Por Ruchester Marreiros Barbosa

Já escrevi em outra coluna sobre quem defende os pobres na delegacia, tecendo minha visão sobre a liberdade provisória sem fiança por dispensa em razão da pobreza e vinculada pelo compromisso disposto nos arts. 327 e 328 do CPP pelo delegado de polícia na sua detenção por agentes da autoridade ou por particulares, realizando uma interpretação interpretação sistêmico-teleológica. Nesta coluna trarei mais argumentos, agora sobre o enfoque de uma interpretação prospectiva do garantismo penal plenamente viável pelo Delegado de Polícia.

A interpretação das normas infraconstitucionais se faz necessária à luz da Constituição da República, in casu, pelos princípios como garantidores das liberdade públicas, que vêm esculpidos no art. 5º da Carta Política de 1988, pela razão de que os princípios constitucionais são normas dotadas de grande abstração e baixa densidade normativa, que corporificam os mais autos valores de um sistema jurídico. São princípios que retratam verdadeiras normas de grande abstração axiológica e que demandam uma atividade de interpretação pelo delegado de polícia, que deve apresentar uma atividade construtiva (princípio da dignidade da pessoa humana, princípio da cidadania, princípio da solidariedade etc.).

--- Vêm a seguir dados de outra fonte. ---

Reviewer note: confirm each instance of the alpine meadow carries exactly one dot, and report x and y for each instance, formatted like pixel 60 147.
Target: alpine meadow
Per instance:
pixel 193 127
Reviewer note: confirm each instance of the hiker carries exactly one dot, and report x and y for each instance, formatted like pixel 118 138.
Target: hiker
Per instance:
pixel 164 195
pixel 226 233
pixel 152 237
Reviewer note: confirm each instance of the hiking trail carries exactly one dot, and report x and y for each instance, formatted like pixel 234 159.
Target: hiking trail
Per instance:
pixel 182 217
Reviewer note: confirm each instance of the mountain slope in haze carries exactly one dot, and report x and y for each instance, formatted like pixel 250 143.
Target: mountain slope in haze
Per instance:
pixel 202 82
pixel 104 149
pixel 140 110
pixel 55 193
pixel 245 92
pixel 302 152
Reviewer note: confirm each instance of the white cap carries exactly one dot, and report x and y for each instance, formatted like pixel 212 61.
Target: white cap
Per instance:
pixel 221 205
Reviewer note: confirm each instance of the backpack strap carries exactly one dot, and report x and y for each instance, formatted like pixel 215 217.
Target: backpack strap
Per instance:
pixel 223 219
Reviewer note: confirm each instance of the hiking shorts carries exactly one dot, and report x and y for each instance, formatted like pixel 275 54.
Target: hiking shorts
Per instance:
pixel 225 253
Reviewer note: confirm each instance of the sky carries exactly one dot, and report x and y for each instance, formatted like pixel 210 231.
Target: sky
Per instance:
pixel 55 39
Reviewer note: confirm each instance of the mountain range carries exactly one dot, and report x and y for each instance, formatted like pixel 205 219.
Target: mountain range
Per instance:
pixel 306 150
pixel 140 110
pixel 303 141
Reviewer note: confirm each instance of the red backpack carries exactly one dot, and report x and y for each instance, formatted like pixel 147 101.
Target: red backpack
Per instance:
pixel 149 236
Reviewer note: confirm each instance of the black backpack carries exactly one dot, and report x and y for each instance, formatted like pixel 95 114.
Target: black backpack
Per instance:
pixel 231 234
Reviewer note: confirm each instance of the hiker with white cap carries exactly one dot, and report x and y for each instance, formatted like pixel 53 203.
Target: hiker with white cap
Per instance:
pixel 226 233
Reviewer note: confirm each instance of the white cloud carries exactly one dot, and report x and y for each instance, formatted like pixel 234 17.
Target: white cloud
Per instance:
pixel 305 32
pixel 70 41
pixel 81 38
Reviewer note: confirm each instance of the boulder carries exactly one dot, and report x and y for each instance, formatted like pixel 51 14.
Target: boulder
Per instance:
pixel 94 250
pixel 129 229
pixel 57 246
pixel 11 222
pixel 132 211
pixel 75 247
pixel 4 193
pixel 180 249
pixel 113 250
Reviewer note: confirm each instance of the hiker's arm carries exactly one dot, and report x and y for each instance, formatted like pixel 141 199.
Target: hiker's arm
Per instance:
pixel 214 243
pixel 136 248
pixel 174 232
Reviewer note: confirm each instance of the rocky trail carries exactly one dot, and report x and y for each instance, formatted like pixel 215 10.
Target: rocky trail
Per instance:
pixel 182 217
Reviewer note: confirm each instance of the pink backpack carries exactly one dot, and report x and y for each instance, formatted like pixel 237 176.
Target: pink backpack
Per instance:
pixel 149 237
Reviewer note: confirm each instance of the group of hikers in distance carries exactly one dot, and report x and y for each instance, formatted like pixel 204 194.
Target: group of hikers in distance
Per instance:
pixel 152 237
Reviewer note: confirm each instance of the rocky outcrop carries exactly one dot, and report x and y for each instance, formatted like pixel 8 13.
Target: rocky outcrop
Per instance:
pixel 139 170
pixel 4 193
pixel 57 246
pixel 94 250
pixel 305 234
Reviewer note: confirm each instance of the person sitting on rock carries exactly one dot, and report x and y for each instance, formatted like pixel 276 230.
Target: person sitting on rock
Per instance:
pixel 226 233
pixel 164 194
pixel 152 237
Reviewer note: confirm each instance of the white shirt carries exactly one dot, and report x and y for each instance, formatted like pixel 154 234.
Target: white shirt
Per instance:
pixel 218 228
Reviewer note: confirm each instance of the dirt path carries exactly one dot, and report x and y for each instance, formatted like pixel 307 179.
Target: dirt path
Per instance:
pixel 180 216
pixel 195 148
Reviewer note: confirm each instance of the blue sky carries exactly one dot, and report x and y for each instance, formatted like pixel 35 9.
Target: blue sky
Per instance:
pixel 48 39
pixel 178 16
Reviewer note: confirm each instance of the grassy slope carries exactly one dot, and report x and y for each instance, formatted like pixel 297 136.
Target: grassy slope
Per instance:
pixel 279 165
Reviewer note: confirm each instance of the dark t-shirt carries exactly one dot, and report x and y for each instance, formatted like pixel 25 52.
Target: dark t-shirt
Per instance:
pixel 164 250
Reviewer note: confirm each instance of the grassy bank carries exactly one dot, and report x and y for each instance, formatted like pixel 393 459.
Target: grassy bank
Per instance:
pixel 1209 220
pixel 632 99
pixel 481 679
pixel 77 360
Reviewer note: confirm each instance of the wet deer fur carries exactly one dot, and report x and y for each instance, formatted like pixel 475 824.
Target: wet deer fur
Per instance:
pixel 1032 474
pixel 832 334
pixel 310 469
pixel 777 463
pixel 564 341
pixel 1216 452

Não podemos mais aceitar uma interpretação retrospectiva e nos transformar em meros exegetas repetidores de interpretações eivadas de conteúdo autoritário e fascista, que banham sobremaneira nosso atual Código de Processo Penal. Devemos, sim, analisar o atual diploma com uma interpretação prospectiva, que valoriza a vontade da Constituição, um significado sempre atual, sempre arejado do sistema constitucional e convencional.

Isso é o que a doutrina denomina de mutação constitucional, que consiste em um mecanismo de reforma informal da Carta Magna, que nada mais é do que o processo hermenêutico de adaptação da CRFB, conforme a realidade social de cada “época” sem modificar o seu texto. Essa proposta é muito usada nos EUA, e que começou a ser utilizada pelo Supremo Tribunal Federal. Exemplo disso é a nova releitura do princípio da igualdade que passou a ser entendido como tratar desigualmente os desiguais na medida da sua desigualdade.

Através dessa forma de interpretação que podermos dar eficácia às normas constitucionais, permitindo um equilíbrio entre estas e as normas infraconstitucionais. Acerca deste equilíbrio se preocupa a teoria do Garantismo Penal, criada por Luigi Ferrajoli, trazida pela sua famosa obra, Direito e Razão. Esta traz em seu bojo a idéia de assegurar proteção àquele que se encontre em situação de debilidade. Nesse sentido, todo aquele que se encontrar em situação de inferioridade deverá ter assegurada a máxima garantia, prevista em sede constitucional.

O Garantismo penal não se preocupa com o mero legalismo, formalismo ou processualismo, antes disso, cuida de tutelar os direitos fundamentais da vida, liberdades pessoais, civis e políticas, na senda dos direitos individuais e coletivos. Mas, principalmente na tutela dos direitos fundamentais.

Neste escólio nos ensina Rubens Casara, em sua obra Interpretação retrospectiva: sociedade brasileira e processo penal. Rio de Janeiro: Lumen Juris, 2004, que o modelo garantista sozinho não poderia se fazer suficiente, eis que demanda “uma reestruturação do sistema penal, de forma que a legalidade processual não mais potencialize a seletividade ou propicie o surgimento das cifras ocultas”. Cumpre ressaltar que o processo penal é uma resposta à exigência de racionalidade para efetivar o direito material, “portanto, só se justifica enquanto garantia da razão”.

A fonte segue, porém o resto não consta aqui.